Croissons-croissons : ne pensez-vous pas que la presse ou a défaut les journalistes individuellement devraient s’engager plus en avant dans ce domaine ?
La presse et les médias s’engagent de plus en plus sur ces questions et augmentent leurs couvertures. En témoigne la « une » exceptionnelle que Le Monde a consacrée à cet appel. En 1992, sa première version était passée totalement inaperçue en France. C’est le signe que les choses évoluent.
Suidakl : je suis végétalien et j’ai lu dans des études que si toute l’humanité devenait végétalienne cela suffirait à contrebalancer les émissions de gaz à effet de serre. Qu’en pensez-vous ?

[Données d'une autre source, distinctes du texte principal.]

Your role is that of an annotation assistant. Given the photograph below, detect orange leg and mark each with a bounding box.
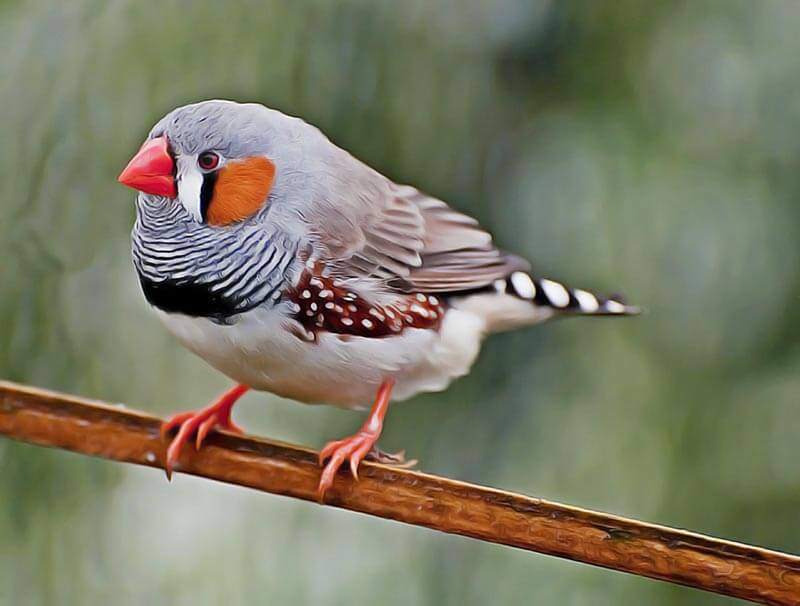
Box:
[317,379,394,503]
[161,385,250,478]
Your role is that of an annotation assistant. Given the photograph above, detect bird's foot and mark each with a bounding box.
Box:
[161,385,249,478]
[317,379,394,503]
[317,430,379,502]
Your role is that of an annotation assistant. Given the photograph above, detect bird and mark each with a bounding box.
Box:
[118,100,639,502]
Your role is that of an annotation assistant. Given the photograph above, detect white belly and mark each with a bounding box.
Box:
[153,309,486,408]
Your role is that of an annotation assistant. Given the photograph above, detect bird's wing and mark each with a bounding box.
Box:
[316,167,528,293]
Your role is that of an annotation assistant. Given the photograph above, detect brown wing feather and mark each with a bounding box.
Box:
[314,150,528,293]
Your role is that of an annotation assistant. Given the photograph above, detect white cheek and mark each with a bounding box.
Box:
[177,156,203,223]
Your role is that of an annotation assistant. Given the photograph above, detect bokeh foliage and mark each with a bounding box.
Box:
[0,0,800,606]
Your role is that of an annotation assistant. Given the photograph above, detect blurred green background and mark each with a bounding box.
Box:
[0,0,800,606]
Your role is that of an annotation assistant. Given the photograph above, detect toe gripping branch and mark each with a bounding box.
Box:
[317,378,394,503]
[161,385,250,479]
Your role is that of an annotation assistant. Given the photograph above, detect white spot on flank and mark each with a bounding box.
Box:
[511,271,536,299]
[369,307,386,322]
[542,280,569,307]
[606,299,625,314]
[575,289,600,313]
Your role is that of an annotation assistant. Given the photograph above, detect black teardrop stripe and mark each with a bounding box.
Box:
[200,171,217,222]
[139,274,241,321]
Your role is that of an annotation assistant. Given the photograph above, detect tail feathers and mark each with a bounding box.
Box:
[494,271,640,316]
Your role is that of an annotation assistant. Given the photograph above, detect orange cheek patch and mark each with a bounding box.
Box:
[206,157,275,225]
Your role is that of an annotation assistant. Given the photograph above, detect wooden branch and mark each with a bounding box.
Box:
[0,381,800,605]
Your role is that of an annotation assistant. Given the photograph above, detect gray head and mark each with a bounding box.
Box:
[119,101,324,226]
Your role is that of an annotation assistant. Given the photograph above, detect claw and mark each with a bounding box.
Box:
[317,379,394,503]
[161,385,249,480]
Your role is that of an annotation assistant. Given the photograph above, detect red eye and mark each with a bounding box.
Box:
[197,152,219,170]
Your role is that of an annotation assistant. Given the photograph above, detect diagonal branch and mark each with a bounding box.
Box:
[0,381,800,605]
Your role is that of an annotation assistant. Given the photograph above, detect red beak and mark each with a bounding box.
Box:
[117,137,178,198]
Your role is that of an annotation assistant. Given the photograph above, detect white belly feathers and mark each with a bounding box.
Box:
[156,308,486,408]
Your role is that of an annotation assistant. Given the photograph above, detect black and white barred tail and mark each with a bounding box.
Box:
[494,271,640,316]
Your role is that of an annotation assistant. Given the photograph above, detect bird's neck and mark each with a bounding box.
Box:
[132,197,298,321]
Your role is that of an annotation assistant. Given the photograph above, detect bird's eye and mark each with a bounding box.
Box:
[197,152,219,170]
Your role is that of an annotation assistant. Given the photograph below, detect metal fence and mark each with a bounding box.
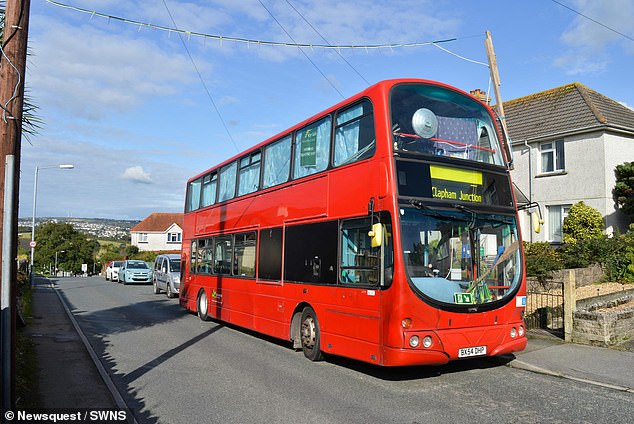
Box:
[524,281,564,338]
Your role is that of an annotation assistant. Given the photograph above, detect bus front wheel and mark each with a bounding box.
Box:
[300,307,323,361]
[196,290,211,321]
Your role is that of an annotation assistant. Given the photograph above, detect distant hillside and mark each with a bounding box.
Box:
[18,217,140,240]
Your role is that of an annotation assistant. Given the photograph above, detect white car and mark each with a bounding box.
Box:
[106,261,123,282]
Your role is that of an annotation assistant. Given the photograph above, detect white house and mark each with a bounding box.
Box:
[504,83,634,243]
[130,212,183,251]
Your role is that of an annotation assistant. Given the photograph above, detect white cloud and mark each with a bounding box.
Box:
[555,0,634,75]
[28,17,200,120]
[121,166,152,184]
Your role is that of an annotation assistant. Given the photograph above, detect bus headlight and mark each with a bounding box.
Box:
[409,336,420,348]
[423,336,432,349]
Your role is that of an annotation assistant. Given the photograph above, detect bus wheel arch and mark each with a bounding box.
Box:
[300,306,324,361]
[289,302,310,350]
[196,289,211,321]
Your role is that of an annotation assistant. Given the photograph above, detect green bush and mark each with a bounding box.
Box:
[563,201,605,243]
[524,242,563,283]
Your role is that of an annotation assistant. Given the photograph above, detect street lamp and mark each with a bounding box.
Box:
[55,250,66,277]
[30,165,75,283]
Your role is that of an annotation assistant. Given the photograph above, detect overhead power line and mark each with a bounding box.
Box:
[46,0,458,50]
[551,0,634,41]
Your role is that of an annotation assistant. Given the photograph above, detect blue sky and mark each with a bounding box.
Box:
[19,0,634,219]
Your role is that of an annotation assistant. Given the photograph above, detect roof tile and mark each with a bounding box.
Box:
[130,212,183,233]
[504,82,634,141]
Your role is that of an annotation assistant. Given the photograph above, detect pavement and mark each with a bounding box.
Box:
[26,276,126,409]
[22,277,634,409]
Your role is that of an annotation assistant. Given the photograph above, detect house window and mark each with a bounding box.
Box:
[547,205,570,243]
[540,140,566,173]
[167,233,181,243]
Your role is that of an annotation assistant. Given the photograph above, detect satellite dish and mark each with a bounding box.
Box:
[412,108,438,138]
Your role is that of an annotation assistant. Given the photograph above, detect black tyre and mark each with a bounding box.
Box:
[300,307,324,361]
[196,290,211,321]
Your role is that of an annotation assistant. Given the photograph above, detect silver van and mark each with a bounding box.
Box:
[152,253,181,298]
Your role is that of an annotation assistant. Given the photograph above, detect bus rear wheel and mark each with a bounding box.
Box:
[196,290,211,321]
[300,307,324,361]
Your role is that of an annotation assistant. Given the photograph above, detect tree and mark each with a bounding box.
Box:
[563,201,605,243]
[612,162,634,222]
[34,222,99,273]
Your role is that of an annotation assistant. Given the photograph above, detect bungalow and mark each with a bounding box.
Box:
[504,82,634,243]
[130,212,183,251]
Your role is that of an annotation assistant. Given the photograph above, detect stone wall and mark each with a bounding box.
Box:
[526,265,605,291]
[553,265,605,287]
[572,290,634,347]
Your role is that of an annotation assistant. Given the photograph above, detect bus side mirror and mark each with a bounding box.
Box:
[368,223,383,247]
[531,212,544,234]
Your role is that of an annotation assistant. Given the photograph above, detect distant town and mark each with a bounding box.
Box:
[18,217,139,241]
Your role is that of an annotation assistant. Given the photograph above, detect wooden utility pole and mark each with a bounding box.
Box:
[484,31,513,169]
[0,0,31,411]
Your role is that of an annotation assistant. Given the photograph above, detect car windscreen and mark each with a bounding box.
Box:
[170,259,181,272]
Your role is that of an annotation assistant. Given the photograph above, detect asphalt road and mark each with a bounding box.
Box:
[57,277,634,424]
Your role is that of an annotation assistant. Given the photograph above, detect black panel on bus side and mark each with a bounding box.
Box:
[258,228,282,281]
[284,221,339,284]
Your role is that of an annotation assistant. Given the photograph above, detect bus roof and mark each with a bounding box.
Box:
[187,78,478,183]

La consommation de viande et de produits issus de la production animale représente un poids considérable pour le climat et l’environnement. Mais si toute l’humanité devenait végétalienne, alors d’autres problèmes environnementaux surviendraient puisque les animaux domestiques (ruminants, etc.) remplissent aussi des rôles éco-systémiques importants (fertilisation des sols, cycle de l’azote, etc.). Les auteurs de l’appel invitent à limiter la consommation de viande mais pas à la supprimer.
Membreño : n’y a-t-il pas d’appel à la catastrophe avant 1992 ?
En 1972, un groupe de décideurs et de chefs d’entreprise (le club de Rome) avait confié à des chercheurs du MIT, conduits par Dennis Meadows, la rédaction d’un rapport sur les conséquences environnementales d’une poursuite de la croissance économique au rythme des années 1960 et 1970. Les auteurs en avaient tiré un texte célèbre (Les Limites à la croissance) qui alertait le premier sur le caractère insoutenable du modèle de croissance occidental. Ce rapport a été très critiqué par l’école dominante en sciences économiques, et a finalement été ignoré.
Boudou : selon cette communauté scientifique, l’objectif des 2 °C de la COP21 est-il toujours réalisable ?
A l’heure actuelle et en l’état des discussions menées dans le cadre de l’accord de Paris sur le climat, l’objectif de limiter l’augmentation de la température moyenne de la Terre à 2 °C au-dessus des niveaux préindustriels est inatteignable. Les engagements pris nous conduisent vers un réchauffement de 3 °C, et sans doute un peu plus du fait du retrait américain de l’accord de Paris.